Además de abogados y trabajadores de los centros cerrados, son militantes de agrupaciones universitarias u organizaciones comunitarias las que tienen contacto permanente con los adolescentes en contexto de encierro. “Nosotros trabajamos en el Centro Cerrado Francisco Legarra y los chicos son muy tímidos. Tuvimos que trabajar mucho la confianza, porque les era incómodo el hecho de que alguien llegara y se interesara por ellos”, cuenta una militante de la agrupación EducAcción de La Plata, que recuerda la expectativa de los jóvenes para la jornada del taller: «Les hablábamos de la universidad o de la posibilidad de hacer oficios y a ellos les cambiaba el día, pero la mayoría estaba lejos de terminar la Primaria». Otra militante de una organización que coordina espacios formativos diversos -desde barbería hasta jardinería- pide preservar su identidad pero relata que “en la mayoría de los centros hay jóvenes desde los 14 años hasta los 20, a veces. Los chicos de 14 y 15 años, comparando con los más grandes, son como niños. Claramente son más revoltosos y dispersos; están todo el tiempo queriendo jugar y con mucha hiperactividad».

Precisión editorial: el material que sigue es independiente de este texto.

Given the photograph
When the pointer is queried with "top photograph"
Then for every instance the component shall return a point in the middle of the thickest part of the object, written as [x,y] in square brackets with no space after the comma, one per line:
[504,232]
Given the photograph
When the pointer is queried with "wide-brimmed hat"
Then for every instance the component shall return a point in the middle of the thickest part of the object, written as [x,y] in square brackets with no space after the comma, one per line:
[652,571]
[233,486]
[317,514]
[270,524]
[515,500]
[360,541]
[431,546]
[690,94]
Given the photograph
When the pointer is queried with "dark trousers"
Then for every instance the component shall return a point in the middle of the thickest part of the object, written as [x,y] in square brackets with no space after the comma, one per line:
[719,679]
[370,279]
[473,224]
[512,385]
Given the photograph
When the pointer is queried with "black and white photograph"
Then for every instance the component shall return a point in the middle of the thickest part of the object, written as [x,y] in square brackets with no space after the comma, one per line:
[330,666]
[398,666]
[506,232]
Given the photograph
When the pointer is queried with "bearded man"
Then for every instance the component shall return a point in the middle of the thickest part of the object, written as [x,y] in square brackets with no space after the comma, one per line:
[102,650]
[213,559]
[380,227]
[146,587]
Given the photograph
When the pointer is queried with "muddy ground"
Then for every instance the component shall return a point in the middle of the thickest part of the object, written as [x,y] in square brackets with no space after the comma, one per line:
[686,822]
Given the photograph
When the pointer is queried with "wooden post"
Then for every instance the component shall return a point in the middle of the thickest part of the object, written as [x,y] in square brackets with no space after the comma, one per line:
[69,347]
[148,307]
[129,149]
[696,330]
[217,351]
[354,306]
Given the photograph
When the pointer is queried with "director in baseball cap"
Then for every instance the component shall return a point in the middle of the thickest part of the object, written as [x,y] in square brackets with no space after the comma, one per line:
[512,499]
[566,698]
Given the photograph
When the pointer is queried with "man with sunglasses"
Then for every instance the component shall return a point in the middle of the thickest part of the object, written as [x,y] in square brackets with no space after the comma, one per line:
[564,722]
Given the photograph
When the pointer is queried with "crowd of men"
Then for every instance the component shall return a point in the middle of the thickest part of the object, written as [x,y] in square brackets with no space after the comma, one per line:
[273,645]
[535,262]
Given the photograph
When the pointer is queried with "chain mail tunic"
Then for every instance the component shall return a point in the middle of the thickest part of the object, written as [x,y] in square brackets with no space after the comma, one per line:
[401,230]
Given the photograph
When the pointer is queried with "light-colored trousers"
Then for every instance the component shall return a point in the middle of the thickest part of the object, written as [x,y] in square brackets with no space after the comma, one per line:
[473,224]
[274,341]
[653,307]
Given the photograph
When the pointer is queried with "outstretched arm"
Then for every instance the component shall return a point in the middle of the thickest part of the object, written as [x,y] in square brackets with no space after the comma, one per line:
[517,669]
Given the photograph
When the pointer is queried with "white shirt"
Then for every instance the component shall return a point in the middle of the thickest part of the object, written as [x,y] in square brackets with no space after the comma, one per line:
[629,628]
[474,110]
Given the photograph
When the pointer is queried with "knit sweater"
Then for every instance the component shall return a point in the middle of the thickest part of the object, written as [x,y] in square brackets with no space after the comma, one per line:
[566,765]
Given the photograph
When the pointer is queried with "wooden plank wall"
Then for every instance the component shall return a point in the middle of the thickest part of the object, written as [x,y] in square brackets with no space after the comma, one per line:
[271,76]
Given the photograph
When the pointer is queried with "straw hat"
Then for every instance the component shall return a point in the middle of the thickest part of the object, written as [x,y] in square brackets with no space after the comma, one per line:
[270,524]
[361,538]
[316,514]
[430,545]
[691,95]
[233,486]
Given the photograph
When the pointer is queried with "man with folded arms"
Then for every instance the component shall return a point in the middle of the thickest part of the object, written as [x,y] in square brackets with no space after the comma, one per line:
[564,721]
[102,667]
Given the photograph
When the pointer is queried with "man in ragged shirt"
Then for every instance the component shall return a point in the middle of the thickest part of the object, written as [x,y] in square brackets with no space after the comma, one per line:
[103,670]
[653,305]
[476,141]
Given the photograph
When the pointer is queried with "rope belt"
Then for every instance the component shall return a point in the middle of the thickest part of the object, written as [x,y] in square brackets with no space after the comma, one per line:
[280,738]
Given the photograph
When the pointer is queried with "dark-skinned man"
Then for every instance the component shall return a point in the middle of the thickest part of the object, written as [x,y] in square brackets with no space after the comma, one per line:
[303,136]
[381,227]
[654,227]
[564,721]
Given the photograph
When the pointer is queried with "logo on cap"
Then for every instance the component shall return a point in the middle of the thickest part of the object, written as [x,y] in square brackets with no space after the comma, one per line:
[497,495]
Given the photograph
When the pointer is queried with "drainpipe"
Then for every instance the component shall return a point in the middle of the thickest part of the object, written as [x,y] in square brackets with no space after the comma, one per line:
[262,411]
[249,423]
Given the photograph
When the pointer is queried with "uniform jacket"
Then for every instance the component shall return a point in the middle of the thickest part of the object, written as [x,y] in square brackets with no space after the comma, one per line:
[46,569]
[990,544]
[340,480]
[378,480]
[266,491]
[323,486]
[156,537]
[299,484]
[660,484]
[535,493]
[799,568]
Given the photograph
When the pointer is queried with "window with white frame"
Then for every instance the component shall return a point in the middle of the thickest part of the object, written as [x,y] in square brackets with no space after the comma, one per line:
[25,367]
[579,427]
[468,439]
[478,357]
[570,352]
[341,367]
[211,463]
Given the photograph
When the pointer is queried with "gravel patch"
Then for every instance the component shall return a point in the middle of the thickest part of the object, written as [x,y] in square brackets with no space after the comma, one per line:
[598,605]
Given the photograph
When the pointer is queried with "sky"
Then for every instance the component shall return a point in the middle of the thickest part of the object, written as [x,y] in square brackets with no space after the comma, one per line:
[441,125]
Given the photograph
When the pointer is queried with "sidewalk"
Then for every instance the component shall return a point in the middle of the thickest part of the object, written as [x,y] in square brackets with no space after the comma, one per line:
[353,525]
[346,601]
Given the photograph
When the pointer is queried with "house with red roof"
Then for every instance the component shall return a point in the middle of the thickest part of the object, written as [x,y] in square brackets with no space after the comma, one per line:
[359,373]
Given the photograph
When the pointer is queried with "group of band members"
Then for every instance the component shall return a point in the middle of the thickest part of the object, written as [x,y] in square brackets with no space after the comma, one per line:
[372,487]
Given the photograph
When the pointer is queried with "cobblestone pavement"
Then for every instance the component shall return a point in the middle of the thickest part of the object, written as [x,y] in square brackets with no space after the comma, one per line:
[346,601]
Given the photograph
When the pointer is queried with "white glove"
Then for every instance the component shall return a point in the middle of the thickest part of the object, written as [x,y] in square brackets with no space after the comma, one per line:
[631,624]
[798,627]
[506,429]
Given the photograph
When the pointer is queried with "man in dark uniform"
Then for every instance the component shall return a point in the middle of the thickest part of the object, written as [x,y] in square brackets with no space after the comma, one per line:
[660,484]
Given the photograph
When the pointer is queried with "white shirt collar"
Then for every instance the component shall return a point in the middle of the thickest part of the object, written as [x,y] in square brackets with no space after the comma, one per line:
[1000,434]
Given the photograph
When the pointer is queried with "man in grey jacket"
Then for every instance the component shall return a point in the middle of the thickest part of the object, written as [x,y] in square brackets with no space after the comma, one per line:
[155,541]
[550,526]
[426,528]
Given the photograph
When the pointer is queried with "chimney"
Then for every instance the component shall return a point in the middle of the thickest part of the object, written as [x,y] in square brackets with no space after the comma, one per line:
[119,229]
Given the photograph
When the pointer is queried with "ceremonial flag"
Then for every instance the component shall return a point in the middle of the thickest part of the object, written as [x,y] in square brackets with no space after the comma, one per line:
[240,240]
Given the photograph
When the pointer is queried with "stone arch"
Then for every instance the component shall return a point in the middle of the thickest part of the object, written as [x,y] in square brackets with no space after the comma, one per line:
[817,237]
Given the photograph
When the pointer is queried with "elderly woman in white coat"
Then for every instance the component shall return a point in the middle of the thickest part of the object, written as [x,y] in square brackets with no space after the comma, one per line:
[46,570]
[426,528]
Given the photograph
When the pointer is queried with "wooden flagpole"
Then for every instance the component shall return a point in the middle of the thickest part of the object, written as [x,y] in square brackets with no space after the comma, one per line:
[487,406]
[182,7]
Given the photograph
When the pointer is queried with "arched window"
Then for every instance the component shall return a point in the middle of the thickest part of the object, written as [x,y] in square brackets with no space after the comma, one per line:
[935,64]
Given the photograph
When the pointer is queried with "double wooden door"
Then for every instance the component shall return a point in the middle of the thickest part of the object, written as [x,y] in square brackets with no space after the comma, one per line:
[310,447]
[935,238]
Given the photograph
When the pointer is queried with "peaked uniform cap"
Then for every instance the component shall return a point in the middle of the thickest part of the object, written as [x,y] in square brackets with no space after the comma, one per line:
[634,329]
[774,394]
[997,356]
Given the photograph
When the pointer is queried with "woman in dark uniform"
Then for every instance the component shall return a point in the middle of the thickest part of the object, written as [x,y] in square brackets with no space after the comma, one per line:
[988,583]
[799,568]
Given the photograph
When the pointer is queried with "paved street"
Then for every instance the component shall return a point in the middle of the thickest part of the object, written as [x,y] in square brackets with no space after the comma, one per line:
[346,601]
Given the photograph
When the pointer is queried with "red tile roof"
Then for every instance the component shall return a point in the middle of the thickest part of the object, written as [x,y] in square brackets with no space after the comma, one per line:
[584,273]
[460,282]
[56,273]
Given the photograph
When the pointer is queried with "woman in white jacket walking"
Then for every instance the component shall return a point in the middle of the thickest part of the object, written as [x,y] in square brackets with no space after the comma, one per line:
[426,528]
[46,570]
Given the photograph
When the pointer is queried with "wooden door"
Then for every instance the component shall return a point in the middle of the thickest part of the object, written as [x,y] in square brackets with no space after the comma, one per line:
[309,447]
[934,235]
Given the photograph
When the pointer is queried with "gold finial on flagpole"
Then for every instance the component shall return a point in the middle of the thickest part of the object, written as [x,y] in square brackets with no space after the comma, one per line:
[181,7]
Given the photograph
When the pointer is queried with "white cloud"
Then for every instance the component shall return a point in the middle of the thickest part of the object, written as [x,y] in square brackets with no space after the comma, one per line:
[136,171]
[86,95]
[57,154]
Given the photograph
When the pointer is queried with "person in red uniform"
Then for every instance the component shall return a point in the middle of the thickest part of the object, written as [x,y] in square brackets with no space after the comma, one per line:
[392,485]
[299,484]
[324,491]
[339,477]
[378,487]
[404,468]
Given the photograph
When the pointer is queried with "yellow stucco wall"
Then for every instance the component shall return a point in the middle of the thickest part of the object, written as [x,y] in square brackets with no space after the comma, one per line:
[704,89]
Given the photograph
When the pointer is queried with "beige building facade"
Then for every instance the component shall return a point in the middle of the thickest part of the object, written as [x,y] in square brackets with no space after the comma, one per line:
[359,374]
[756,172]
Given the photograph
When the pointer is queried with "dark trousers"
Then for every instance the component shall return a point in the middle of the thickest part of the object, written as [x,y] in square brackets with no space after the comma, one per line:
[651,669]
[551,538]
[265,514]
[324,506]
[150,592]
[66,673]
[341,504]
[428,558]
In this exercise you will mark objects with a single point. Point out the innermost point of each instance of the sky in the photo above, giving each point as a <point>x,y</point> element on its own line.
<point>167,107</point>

Los talleres de arte son los más impulsados por las organizaciones. En provincia de Buenos Aires, El Puente es referencia en esa área, con más de una década de trabajo generando espacios de música, fotografía, poesía y muralismo en centros cerrados. Una de sus coordinadoras, Claudia López Lombardi, resalta que están “absolutamente convencidos que el arte es una herramienta que nos abre una posibilidad de diálogo. Recuperar la palabra es muy importante ahí porque está recortada entre pares, con los operadores y hasta en las audiencias, donde se usan palabras que no entienden. Entonces se nota que hay una necesidad manifiesta de expresarse, en un lugar donde los pibes conviven con los propios códigos que crean y es muy difícil escuchar la palabra ‘amigo’”. Entre estas dificultades para hacer circular la palabra, que tampoco es oída en Diputados, la activista señala que los adolescentes «habitan en celdas peladas y no tienen ni un libro. El otro día le quise dar una lapicera a un pibe para que pueda escribir y no me dejaron«.
“Creo en el aporte que puedan hacer las organizaciones sociales o los colectivos, pero la apuesta es que esto se pueda transformar en una política de Estado», dice López Lombardi. Como referencia de integración, El Puente produjo una serie de cortos dentro de los centros cerrados, que luego se difundieron en el Hospital de Niños Sor María Ludovica. En los videos se puede ver una fiesta de disfraces en donde Mario Bross confluye con Alicia en el País de las Maravillas y Spiderman; a un arlequín -al que le quedó la huella de unos expansores en las orejas- acariciando una calesita a la que le sonríe; a un mimo que tiene que rendirle cuentas al sobretodo que lleva puesto porque comienza a moverse solo; y a dos chicos con grandes sacos de colores y maquillaje en las mejillas que le endurecen los pómulos y hacen malabares. Son filmados y juegan… como chicos, juegan.